Hank: [Expletive]! We’ll be living in a fish bowl – like the animals in a [expletive] zoo!
Tom: Absolutely. And unless you can maintain strict control over what you say, when you leave, Obama’s dark legions will know everything they need to track down all your… associates… in West Virginia, not to mention the whereabouts of all your… supplies and… shelters.
Hank: [Expletive]! We’d be [expletive]! Totally [expletive]!
Tom: Indubitably. Now let’s connect the dots, shall we? Out of all the places they could have chosen to occupy, the Bundys selected a complex of buildings in the Malheur National Wildlife Refuge – a place that’s completely isolated, cut off from the rest of the world in a desolate wilderness with limited access into and out of it, perfect for federal surveillance and intervention. And then what did they do? They invited people like them from all over the country – people like you two, for instance – to come there. Now, what do you suppose they were thinking when they…
Shannon: Jesus H. Christ on a [expletive] crutch! It’s a false flag attack!
Hank: It’s a what?
Shannon: It’s a [expletive] trap!
Hank: What do you mean, a [expletive] trap?
Shannon: Look where they want all the patriots and survivalists to go – to a place where they’ll all be totally alone together in the wilderness with every route of escape cut off! It’s like we’re driving cross-country to enter a [expletive] concentration camp! Obama’s goons could just swoop down and massacre us and nobody would even [expletive] know about it!
Hank: But why would the Bundys want to trap us?
Shannon: Think about it! How do we know that really is the Bundys?
Hank: It’s not?
Shannon: Or what if the feds have something really big on them, something that would make them cut a deal to double cross all of us, just to save their own miserable hides?
Hank: Say, Tom?
Tom: Yes?
Hank: Is she being… you know… paranoid?
Tom: Well now, just because you’re paranoid, that doesn’t mean the feds aren’t out to get you, now does it?
Hank: Uh… uh… I guess not.
Tom: Oh, and before this goes on too much further, could you tell me why you wanted to talk to me?
Hank: Ah, yeah, um… we wanted to ah… let you know about what was happening out there in Oregon and Shannon thought maybe you would finally see what we’ve been talking about and maybe kick in some money.
Tom: Are you still planning to drive out there now?
Hank: I… I guess…
Shannon: Definitely not! I’m sure we would have figured out that it’s a false flag attack plot on our own, of course, while driving there.
Tom: Good thing Oregon is so far away from West Virginia. When do you suppose you would have seen through the Antichrist’s latest ruse – by the time you crossed Colorado, perhaps?

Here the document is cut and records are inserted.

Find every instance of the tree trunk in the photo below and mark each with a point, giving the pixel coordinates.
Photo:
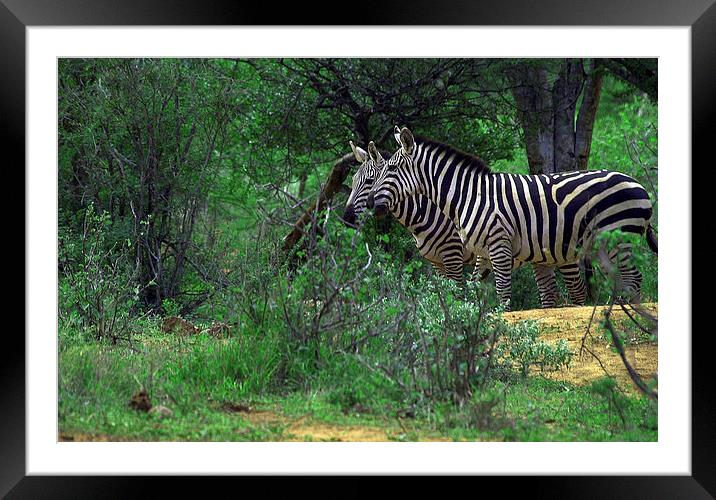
(534, 108)
(555, 140)
(587, 113)
(333, 185)
(565, 94)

Shannon: Hmph! Probably sooner; right, Hank?
Hank: Yeah, yeah, sure. Before we got to Kansas, I bet. But… Tom?
Tom: Yes?
Hank: Can you send us some money anyhow? I mean, we were hoping to get there with ten grand if we could convince you to see the light and all, only now, uh, I donno, maybe…
Shannon: Will five hundred for gas be okay?

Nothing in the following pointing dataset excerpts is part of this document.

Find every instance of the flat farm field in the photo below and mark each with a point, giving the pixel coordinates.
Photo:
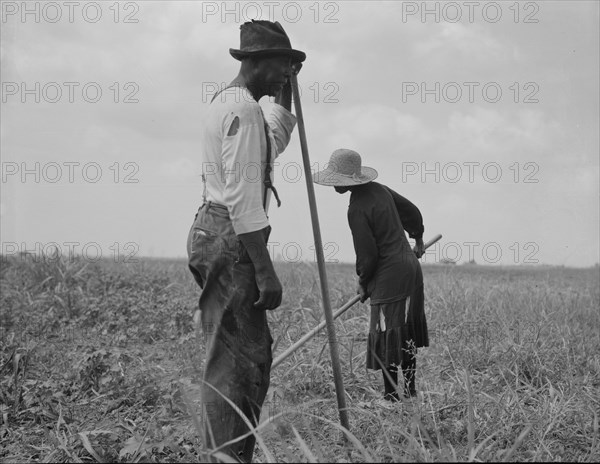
(100, 362)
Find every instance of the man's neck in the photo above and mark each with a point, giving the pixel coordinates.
(243, 81)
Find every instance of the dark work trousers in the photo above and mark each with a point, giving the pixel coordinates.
(237, 336)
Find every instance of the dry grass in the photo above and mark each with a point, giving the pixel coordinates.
(101, 362)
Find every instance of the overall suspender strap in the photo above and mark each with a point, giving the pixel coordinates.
(267, 181)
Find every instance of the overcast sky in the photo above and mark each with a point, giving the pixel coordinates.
(483, 114)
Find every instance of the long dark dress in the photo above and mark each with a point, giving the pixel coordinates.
(389, 269)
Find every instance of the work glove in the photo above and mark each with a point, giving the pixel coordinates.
(419, 248)
(362, 291)
(269, 286)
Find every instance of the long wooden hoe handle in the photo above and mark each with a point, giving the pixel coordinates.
(322, 324)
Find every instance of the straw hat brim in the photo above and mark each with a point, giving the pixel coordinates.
(297, 55)
(332, 178)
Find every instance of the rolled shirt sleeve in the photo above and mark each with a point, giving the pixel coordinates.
(243, 172)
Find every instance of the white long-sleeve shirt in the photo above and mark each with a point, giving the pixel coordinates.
(233, 165)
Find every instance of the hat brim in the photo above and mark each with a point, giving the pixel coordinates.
(331, 178)
(296, 55)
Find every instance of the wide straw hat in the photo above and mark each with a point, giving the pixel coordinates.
(344, 170)
(265, 38)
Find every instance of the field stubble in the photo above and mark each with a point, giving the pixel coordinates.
(101, 362)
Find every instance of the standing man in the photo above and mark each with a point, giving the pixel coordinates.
(227, 244)
(388, 271)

Tom: Oh, all right. Either of your phones have PopMoney?
Hank: Uh, uh… no, I don’t think so.
Tom: Call me back after you’ve downloaded it and I’ll send you five hundred bucks. But only if you both promise to call your families. It’s the tenth day of Christmas, so wish them a merry one and throw in a Happy New Year if it’s not too much trouble.
Hank: Okay, Tom. Will do.
Tom: How about you, Shannon?
Shannon: Yeah, yeah, okay. Hank, turn this [expletive] thing around and head back to West Virginia. ‘Bye Tom.